Both consumers and businesses, as technology has developed, have begun to rely on global payment services for a variety of uses. As the process becomes more and more digitised, fintech firms are focussed on better speeds and transparency whilst remaining just as, if not more, secure.
Discussing some of the major developments surrounding this particular type of technology in a FinextraTV interview, Gautam Pillai, head of fintech research, Peel Hunt said: “The conversation in global payments is threefold right now: much of the buzz and excitement is around embedded payments, cross-border payments and generative AI within payments”
All three of the conversation topics mentioned surround the objective of increasing a more interconnected system that works faster and serves its users more efficiently. Global payments represent a large pool of consumers who want to send money abroad - often to families - as well as businesses that use global payments within their payroll and supplier operations. As such, an effective, easy-to-use system is essential for growth and retention. Pillai explains this further:
“If you think about it - apart from these big global e-commerce vendors, you go to a normal kind of e-commerce website and you might have observed that at the time of checkout, you are taken to a different environment which adds friction to the process […] what embedded payments try to do is embed that payment experience in the website or the app and hence reduce friction for customers and increase customer retention for businesses.”

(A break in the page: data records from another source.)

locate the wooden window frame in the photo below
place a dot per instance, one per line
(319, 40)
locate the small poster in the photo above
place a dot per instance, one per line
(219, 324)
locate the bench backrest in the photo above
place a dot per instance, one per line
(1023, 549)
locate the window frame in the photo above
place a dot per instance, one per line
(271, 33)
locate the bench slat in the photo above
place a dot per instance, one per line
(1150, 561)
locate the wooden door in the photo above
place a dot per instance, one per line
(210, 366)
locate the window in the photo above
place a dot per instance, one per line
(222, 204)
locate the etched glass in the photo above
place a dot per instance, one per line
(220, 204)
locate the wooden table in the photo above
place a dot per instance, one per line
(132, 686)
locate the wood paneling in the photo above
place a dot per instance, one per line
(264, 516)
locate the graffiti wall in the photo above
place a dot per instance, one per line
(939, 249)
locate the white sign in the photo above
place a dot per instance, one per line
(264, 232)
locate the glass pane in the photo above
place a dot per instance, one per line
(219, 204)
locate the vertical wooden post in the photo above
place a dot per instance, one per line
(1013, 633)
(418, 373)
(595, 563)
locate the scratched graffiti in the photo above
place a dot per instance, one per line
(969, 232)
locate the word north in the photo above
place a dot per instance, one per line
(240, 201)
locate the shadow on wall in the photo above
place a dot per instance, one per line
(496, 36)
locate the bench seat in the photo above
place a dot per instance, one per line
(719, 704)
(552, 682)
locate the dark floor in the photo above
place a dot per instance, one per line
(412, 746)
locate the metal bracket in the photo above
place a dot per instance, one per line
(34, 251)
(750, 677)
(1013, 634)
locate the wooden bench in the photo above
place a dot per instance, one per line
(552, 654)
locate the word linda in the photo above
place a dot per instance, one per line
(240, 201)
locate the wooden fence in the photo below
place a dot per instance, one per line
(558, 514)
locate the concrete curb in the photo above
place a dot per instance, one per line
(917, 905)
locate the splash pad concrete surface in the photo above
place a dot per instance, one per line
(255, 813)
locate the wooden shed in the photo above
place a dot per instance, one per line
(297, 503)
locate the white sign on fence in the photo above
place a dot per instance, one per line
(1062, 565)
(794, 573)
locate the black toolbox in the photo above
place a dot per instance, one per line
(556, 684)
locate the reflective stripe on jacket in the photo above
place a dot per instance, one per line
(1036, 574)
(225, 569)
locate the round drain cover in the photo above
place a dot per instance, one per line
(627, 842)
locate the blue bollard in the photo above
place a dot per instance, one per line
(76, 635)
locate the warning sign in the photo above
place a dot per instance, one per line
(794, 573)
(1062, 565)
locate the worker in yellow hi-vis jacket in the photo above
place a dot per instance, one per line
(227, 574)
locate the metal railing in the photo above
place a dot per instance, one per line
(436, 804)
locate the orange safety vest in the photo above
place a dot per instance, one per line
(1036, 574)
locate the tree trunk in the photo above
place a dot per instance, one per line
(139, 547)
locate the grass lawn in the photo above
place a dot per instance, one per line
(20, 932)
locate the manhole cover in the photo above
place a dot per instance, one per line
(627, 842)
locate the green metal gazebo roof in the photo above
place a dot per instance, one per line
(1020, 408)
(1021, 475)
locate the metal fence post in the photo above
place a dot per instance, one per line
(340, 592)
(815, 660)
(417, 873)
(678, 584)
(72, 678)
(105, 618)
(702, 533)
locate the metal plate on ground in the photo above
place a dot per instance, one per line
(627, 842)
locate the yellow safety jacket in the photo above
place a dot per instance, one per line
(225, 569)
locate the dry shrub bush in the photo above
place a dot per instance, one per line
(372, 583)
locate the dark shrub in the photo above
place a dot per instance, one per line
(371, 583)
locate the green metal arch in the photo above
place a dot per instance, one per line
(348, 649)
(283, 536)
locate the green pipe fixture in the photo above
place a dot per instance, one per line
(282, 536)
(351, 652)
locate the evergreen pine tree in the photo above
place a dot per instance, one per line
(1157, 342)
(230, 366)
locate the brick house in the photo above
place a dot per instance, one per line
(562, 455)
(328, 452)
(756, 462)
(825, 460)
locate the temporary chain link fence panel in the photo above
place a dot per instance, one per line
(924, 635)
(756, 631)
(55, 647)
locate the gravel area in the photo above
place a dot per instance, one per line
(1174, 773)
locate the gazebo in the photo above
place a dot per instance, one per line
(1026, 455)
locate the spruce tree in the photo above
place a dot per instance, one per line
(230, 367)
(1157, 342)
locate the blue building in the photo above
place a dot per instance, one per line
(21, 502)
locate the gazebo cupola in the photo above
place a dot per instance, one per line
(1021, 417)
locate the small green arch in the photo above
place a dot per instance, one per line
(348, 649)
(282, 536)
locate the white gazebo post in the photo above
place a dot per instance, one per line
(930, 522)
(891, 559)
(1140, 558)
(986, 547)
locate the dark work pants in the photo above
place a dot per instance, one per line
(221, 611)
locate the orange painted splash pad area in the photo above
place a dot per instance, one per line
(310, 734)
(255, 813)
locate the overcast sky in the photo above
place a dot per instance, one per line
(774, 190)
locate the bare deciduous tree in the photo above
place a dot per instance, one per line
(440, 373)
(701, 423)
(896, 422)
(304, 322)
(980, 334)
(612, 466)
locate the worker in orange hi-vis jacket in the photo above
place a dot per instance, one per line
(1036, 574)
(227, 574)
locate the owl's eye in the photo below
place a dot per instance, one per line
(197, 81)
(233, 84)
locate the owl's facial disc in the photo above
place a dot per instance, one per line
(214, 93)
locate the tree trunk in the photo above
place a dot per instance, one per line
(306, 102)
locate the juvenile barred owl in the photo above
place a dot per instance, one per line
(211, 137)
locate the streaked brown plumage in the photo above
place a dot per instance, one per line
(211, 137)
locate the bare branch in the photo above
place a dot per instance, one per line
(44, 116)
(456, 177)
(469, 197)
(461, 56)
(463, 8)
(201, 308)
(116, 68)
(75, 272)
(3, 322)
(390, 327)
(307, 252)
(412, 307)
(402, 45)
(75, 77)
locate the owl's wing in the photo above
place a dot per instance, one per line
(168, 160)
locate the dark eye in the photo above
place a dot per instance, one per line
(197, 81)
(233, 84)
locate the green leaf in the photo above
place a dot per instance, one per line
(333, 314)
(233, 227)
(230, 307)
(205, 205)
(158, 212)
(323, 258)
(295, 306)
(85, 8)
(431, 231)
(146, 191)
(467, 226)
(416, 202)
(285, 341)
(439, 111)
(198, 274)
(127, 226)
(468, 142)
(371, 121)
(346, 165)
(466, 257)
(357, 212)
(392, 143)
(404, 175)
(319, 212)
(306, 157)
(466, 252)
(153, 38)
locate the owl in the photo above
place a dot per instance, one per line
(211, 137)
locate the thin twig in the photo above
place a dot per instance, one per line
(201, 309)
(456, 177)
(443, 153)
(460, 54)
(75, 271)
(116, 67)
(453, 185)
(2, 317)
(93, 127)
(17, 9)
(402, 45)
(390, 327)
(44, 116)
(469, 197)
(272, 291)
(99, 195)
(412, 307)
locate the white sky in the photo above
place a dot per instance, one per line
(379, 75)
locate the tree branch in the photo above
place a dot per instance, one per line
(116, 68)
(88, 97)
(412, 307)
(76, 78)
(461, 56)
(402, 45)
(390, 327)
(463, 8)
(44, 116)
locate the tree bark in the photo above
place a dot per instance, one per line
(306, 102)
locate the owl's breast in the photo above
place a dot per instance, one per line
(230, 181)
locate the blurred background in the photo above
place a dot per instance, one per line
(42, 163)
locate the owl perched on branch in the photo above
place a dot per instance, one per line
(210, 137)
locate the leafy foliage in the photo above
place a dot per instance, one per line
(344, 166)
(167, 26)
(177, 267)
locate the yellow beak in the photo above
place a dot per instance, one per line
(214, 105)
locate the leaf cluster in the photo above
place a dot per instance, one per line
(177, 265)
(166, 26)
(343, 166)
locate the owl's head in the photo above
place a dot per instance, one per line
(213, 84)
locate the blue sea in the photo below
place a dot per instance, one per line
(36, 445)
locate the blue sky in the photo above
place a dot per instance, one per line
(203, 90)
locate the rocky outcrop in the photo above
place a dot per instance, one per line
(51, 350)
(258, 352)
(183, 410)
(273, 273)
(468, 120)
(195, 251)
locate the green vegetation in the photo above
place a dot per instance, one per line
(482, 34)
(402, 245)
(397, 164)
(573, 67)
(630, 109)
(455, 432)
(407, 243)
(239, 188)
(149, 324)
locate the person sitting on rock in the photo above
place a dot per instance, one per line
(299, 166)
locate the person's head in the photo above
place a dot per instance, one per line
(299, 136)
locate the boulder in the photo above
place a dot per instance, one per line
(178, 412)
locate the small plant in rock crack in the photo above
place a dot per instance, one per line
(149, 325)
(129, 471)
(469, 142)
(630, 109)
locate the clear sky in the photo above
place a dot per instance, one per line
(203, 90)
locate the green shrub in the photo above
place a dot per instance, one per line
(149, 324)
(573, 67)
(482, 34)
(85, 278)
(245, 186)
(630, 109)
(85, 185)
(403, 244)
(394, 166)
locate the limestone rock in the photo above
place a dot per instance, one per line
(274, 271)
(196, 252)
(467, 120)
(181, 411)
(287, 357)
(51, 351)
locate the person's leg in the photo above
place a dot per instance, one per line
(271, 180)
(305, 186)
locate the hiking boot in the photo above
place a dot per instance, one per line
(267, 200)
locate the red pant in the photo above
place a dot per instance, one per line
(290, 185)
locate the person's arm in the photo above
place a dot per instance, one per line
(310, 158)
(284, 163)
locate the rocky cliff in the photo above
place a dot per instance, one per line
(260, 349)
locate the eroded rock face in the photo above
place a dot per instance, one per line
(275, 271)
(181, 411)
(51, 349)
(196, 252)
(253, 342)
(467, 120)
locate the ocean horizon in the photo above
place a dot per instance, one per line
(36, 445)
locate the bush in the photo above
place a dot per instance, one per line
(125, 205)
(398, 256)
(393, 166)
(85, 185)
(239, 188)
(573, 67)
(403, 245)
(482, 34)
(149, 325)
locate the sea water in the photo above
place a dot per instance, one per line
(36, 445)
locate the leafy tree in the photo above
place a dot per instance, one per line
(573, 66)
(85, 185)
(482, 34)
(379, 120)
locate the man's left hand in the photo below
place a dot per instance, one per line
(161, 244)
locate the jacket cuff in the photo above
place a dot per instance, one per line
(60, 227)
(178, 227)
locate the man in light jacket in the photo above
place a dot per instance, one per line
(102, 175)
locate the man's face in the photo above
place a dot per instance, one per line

In the consumer world, many people have a need to either send money across the world to friends and families, to exchange money for travel plans or for cross-border payments to online retailers. This process requires a fast, efficient process between banks as Pillai explained:
“As banks use this technology called correspondent banking network which comes from the fact that not every bank is connected to every other bank in the world so it’s a kind of a chain network in a way. What these cross-border payment companies like Wise try to do is they use a technology called netting which kind of completely takes away the whole correspondent banking network loops and can transact directly with one person to another […]which makes the transaction a lot more faster, cheaper and transparent to the consumers.
Yet beyond the particular need of consumers for global payments, B2B as an industry requires an even larger, tighter process to match greater payments every year.
“Businesses have to transact with other businesses, you have receivables and payables in different parts of the world [...] so working capital management becomes very very important and having a very active effects, risk management and payments strategy is super critical in the current cross-border world.”
What Pillai describes is an evolving system of global payments that requires multiple technologies working together to create an interconnected process that seeks to develop more speed, greater transparency and a devotion to increasing security. As well as training GenAI to detect fraud patterns, the process of improving the consumer experience while retaining security is an ongoing battle between banks, hackers and the consumers in the middle.